Jacobs, head of Israel-advocacy organization StandWithUs Northwest, has a tough time envisioning an Olympics in the Middle East anytime soon, given the current political climate. When asked if he thought Israel would ever be able to host the Olympic games, he replied with a laugh — an Israeli Olympics in the near future would almost assuredly incur a boycott from most Muslim nations.
“It is something good to look forward to,” Jacobs said. “But it’s so hypothetical, it’s such an unrealistic hope given the circumstances. If the IOC were ever to award the Olympics to Israel or one of the Arab Muslim states, they would have to resolve the issue of Israel and Palestine first.”
It is not only the politics of the region that would hinder an Olympics in Israel. Economy, security and finances must also be taken into consideration. Migdal pointed out that Israel would most likely not have the infrastructure or money to host such an extravagant event.
“It is impossible that Israel would ever be considered a hosting country,” he said. “It’s much too small and it takes a tremendous amount of money. That’s why [the IOC] chooses places like Beijing and L.A. and not, say, Bolivia.”
The average cost of hosting the Olympics runs in the multi-billions of dollars. Athens’ 2004 games were estimated to have cost between $10-$12 billion and China’s Olympics have a staggering budget of $23 billion. It is a major financial investment for a country like Israel that has a GDP of roughly $120–$160 billion annually.
Although the challenges facing any Olympics held in the Middle East are daunting, Middle East politics remain prevalent in the games no matter where they are held.
Several Arab nations, mainly Iran, have unofficially boycotted Israel by refusing to compete against Israeli athletes — the most famous being World Judo Champion Arash Miresmaeili, who claims he deliberately disqualified himself rather than face his first-round Israeli opponent Ehud Vaks.
Israel has also used the games as a protest venue. In 1936, Palestine, under the British Mandate, refused to participate in the Berlin games due to the anti-Semitic policies of the Nazi government. In 1980, Israel took part in a U.S.-led, 50-country boycott of the games in Moscow over the invasion of Afghanistan.

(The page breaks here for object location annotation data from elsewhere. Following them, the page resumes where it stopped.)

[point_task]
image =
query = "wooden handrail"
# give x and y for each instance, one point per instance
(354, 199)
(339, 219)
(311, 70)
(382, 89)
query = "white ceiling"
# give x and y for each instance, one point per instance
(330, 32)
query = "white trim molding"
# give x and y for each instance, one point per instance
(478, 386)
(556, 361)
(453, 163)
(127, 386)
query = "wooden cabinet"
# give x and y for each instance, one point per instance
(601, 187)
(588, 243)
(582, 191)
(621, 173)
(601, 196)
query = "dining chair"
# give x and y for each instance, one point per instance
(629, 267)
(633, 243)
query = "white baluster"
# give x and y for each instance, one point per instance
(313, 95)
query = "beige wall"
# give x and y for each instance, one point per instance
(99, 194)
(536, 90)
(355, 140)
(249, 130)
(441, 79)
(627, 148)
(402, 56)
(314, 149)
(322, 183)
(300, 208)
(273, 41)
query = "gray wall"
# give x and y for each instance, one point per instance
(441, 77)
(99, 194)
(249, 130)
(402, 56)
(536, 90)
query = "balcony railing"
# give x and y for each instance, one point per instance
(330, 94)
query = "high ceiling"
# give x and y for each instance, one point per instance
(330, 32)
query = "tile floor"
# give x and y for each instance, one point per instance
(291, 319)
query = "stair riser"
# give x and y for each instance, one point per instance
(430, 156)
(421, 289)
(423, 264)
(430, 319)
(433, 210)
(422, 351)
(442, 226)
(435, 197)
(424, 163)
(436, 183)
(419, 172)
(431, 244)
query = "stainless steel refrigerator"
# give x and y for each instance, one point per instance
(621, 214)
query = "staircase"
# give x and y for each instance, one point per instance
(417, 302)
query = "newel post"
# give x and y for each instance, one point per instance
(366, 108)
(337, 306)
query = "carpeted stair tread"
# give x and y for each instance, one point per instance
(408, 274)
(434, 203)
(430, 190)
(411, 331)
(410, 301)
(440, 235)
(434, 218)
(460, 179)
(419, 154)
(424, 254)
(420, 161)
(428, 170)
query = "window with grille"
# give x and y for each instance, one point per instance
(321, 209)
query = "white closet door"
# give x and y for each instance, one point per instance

But Israel’s Olympic legacy will always be tied to Munich 1972, when Palestinian Black September terrorists murdered 11 members of the Israeli delegation. Arguably the most horrific crime to ever take place during an Olympic season, the assassinations remain a difficult memory for the international community to shake, especially with the Israeli-Palestinian conflict still unresolved. It is that lasting image of animosity that may forever keep the Olympics out of Middle East.